1\. Getting involved in multiple activities - I am part of a choir, I play
board games with my friends, I read a lot of books, I take photos of the night
sky and I like to do my own statistical research on various topics (e.g.
politics).

2\. Figure out the problems you face in all of these activities - I have found
plenty, such as choir members who can't read music, lack of strategy analysis
for various board games, lack of pretty astronomical software, lack of
graphical representations of ideas presented in books and vast lack of
graphics representing the effect of political policies.

3\. Figure out which of the problems can be solved with software.

4\. Pick the languages/frameworks/tools you want to learn to use and that will
help you with the project.

5\. Build an MVP.

6\. Invest more into the project, or otherwise repeat 1-5.

You can see some of my projects on
[http://www.michalpaszkiewicz.co.uk](http://www.michalpaszkiewicz.co.uk) to
get a gist of the weird things I end up doing.

Edit - wth is up with the formatting here

------
sharemywin
I created side projects as businesses and used older tech because I could get
it done faster and interviewers looked at it as a negative. I was more
"business" oriented.
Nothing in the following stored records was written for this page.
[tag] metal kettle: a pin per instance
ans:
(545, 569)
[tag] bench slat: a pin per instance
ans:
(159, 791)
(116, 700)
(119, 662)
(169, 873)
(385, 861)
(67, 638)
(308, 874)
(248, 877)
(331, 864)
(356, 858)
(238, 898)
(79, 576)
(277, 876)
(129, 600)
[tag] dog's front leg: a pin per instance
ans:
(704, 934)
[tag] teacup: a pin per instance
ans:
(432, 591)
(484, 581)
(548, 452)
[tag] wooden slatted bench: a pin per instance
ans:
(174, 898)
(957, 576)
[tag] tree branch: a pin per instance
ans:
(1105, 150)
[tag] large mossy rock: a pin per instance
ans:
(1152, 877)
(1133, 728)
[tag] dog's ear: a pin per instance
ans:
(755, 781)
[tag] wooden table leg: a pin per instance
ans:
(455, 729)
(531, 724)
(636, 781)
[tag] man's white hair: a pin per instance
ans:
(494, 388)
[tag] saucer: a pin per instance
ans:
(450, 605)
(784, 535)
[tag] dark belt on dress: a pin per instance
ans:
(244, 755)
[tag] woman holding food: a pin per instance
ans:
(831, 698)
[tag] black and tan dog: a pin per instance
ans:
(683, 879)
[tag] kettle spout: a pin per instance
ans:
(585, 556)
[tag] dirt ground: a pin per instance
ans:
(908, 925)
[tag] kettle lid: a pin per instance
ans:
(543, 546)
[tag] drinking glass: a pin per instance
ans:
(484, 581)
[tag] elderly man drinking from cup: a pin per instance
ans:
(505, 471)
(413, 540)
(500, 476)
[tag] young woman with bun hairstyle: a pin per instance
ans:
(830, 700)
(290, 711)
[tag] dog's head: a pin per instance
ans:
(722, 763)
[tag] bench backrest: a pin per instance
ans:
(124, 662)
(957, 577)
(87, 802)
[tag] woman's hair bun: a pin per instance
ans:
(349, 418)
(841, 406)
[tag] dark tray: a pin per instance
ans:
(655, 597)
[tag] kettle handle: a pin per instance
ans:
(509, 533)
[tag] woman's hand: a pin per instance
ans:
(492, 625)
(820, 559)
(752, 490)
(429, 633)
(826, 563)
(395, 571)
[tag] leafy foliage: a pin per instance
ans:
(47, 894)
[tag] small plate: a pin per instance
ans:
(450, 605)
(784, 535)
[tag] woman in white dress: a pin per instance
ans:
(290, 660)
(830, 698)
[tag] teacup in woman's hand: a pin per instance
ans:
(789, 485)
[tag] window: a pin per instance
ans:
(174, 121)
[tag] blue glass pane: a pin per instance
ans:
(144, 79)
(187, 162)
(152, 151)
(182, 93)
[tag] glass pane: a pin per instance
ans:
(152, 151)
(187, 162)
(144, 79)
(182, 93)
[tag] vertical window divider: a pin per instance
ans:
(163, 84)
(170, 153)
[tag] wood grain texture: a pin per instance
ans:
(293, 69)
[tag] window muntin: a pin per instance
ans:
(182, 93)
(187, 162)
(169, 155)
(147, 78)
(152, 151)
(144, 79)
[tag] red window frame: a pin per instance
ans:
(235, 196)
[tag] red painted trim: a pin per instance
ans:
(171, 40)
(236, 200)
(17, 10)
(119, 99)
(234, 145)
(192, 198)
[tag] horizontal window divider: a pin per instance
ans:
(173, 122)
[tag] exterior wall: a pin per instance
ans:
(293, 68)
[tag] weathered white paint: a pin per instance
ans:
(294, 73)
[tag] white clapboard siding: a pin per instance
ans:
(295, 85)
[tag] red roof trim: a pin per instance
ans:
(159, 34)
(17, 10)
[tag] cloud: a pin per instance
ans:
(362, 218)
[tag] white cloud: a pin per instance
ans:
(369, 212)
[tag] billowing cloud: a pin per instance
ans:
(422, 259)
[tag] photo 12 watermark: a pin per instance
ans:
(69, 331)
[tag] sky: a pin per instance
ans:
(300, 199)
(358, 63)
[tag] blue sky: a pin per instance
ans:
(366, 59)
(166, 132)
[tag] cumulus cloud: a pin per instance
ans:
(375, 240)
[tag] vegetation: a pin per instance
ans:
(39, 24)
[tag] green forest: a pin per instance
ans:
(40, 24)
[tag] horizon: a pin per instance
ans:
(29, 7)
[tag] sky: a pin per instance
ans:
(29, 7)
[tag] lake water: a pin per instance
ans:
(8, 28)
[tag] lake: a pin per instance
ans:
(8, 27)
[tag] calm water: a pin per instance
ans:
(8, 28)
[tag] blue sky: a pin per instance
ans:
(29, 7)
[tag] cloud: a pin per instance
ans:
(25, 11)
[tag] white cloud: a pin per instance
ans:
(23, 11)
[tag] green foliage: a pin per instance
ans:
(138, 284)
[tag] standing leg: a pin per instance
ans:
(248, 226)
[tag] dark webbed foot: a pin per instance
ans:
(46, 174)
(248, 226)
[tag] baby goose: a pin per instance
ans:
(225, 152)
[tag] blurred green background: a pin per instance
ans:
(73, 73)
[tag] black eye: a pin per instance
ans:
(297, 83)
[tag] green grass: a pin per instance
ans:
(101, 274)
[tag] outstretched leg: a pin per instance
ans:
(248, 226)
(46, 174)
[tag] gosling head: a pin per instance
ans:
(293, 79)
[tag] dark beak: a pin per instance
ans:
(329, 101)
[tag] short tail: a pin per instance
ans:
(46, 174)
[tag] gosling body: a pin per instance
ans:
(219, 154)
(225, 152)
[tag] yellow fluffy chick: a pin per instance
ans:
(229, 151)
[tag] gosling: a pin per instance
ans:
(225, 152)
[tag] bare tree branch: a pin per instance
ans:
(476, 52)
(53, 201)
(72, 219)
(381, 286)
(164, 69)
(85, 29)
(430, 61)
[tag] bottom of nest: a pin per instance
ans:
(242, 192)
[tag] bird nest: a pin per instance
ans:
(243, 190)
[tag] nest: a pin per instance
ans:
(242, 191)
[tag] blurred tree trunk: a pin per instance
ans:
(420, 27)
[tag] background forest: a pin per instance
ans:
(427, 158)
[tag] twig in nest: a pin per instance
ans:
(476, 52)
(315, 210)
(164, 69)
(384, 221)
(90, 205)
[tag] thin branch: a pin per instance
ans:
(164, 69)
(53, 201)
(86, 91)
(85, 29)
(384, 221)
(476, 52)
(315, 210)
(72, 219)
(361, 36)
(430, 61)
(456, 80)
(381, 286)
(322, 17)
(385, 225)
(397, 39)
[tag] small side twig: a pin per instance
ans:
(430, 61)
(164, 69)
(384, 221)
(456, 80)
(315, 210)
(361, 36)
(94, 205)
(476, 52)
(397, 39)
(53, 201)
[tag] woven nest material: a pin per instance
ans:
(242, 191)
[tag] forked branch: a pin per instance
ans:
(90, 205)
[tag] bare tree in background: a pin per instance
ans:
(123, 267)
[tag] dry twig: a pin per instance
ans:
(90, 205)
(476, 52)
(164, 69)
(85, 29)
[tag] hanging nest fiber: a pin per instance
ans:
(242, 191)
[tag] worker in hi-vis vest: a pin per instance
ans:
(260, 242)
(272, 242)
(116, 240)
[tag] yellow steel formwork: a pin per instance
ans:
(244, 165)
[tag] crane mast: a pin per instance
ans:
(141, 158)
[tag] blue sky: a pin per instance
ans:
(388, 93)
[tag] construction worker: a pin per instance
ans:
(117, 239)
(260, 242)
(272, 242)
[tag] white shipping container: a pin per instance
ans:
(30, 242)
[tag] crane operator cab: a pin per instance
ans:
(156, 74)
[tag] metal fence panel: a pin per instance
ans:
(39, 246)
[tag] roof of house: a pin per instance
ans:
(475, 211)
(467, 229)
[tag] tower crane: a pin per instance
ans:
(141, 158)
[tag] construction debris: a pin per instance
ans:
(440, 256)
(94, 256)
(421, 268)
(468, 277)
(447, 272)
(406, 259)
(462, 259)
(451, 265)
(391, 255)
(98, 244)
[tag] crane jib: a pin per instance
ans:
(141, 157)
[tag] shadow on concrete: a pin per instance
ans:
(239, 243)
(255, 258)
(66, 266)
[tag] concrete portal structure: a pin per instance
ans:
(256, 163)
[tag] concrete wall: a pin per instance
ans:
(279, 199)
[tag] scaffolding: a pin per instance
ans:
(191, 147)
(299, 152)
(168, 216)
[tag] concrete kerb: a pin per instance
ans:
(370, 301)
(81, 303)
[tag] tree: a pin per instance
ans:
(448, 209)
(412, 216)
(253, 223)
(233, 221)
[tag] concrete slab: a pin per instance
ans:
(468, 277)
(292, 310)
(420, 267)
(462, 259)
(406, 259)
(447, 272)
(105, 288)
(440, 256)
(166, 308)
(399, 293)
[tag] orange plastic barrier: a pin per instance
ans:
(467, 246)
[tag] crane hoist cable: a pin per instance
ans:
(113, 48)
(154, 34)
If the goal is a better job look at job descriptions and
do a project with the tech in the job descriptions.

------
billconan
I'm happy to make clones, just to learn how things work. I made a bitcoin
clone and now I am working on a deep learning framework clone.

I think the real gain you get out of a side project is the experience and
knowledge, which you could carry with you. Not really the side project itself.